|Image Courtesy of Wikipedia.|
Rubus Occidentalis (also known as wild black raspberry, black caps, thimbleberry, and scotch caps) is a very common plant in western New York state (where I live). The official range where black caps can be found in the wild is through out North America. They very closely resemble raspberries. Like the raspberry, they share the white underside of the leaves, a fruit that is made up of druplets, similar flowers, and the thorny stems. It is argued that black caps have more thorns on their stems than raspberries. I personally don't know if this is true.
Black caps are ripe around midsummer in my region. As a child, I would go out with my brothers and pick them for our Mom to use in jam. We regularly at about half of what we picked. I was taught that the leaves picked around midsummer had the proper medicinal quality to treat premenstrual cramps and help lift the depression that women in my family experienced due to their menses. I was told that if you drank black raspberry leaf tea not at these times, it acted as a mild sedative.

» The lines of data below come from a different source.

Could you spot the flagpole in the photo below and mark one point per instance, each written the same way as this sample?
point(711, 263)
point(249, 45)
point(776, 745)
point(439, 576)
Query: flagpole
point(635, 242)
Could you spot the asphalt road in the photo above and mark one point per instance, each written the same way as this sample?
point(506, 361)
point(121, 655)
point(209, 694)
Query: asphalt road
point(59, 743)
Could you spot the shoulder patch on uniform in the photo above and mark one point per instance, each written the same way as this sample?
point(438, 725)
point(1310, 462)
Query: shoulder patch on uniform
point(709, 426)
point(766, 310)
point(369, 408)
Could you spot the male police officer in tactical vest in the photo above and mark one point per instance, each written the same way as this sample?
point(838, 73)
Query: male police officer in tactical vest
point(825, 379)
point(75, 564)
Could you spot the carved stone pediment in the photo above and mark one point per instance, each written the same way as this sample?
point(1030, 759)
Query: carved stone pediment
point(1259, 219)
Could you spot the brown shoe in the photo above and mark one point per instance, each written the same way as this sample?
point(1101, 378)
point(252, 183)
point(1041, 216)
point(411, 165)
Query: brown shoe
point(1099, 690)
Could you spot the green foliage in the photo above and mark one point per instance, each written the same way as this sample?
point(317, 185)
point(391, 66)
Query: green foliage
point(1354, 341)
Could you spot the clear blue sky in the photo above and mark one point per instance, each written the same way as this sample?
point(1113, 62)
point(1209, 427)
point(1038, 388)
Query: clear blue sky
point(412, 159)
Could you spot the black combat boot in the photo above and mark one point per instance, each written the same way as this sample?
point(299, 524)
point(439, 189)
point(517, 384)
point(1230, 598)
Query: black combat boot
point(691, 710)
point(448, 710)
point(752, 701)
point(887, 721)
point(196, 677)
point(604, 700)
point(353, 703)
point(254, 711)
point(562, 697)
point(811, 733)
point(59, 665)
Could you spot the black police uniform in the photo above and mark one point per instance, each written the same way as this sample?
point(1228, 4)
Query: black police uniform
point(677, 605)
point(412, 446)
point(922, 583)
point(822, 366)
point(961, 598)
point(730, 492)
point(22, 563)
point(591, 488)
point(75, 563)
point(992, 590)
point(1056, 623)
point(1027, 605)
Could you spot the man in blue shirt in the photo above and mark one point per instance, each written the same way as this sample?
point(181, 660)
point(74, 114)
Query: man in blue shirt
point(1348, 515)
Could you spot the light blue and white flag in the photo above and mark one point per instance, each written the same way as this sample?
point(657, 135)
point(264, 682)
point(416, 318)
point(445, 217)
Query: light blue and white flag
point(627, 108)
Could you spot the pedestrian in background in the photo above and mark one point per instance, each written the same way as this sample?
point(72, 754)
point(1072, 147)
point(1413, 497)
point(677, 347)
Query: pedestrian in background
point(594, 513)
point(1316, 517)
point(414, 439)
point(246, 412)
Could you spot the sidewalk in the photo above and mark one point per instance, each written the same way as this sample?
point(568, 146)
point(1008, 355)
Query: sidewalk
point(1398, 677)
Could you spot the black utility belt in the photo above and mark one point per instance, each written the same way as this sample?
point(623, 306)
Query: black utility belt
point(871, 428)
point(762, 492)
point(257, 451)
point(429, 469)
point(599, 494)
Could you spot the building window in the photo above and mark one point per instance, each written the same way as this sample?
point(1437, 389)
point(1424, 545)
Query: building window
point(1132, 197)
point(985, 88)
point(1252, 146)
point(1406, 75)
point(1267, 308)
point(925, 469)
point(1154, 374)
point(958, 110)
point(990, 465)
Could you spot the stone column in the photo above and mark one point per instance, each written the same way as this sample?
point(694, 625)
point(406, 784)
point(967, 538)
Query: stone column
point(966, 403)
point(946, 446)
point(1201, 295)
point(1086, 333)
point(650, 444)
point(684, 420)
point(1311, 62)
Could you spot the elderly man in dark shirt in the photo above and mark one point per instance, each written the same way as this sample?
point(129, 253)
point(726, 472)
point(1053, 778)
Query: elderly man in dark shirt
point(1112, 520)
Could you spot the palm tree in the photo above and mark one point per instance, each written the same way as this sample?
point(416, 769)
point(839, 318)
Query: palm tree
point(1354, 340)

We were taught that the fruit, consumed in large quantities, had a laxative effect. And, honestly, that one is absolutely true. It didn't stop my brother and I from eating what seemed like half our weight in black caps when they were ripe. At one point, one of us (I don't remember now if it was myself or one of my brothers.) was struggling with constipation. Our grandmother gave three teaspoonfuls of her black raspberry jam. It was no longer a problem after that. It was, however, not as effective as the plum jelly.
We were also taught that by looking through the canes of the plant around sunset, we could see nature spirits moving about the land. We were also taught that picking unripe berries off the plant discourages it producing more on that cane next year. The one bit of folk lore that made the biggest impression on me was one that came from one of my aunts. She told me that the Queen of the Fairies had her summer chariot made from a whole black cap berry, (The winter one being made from half of an empty hazelnut.)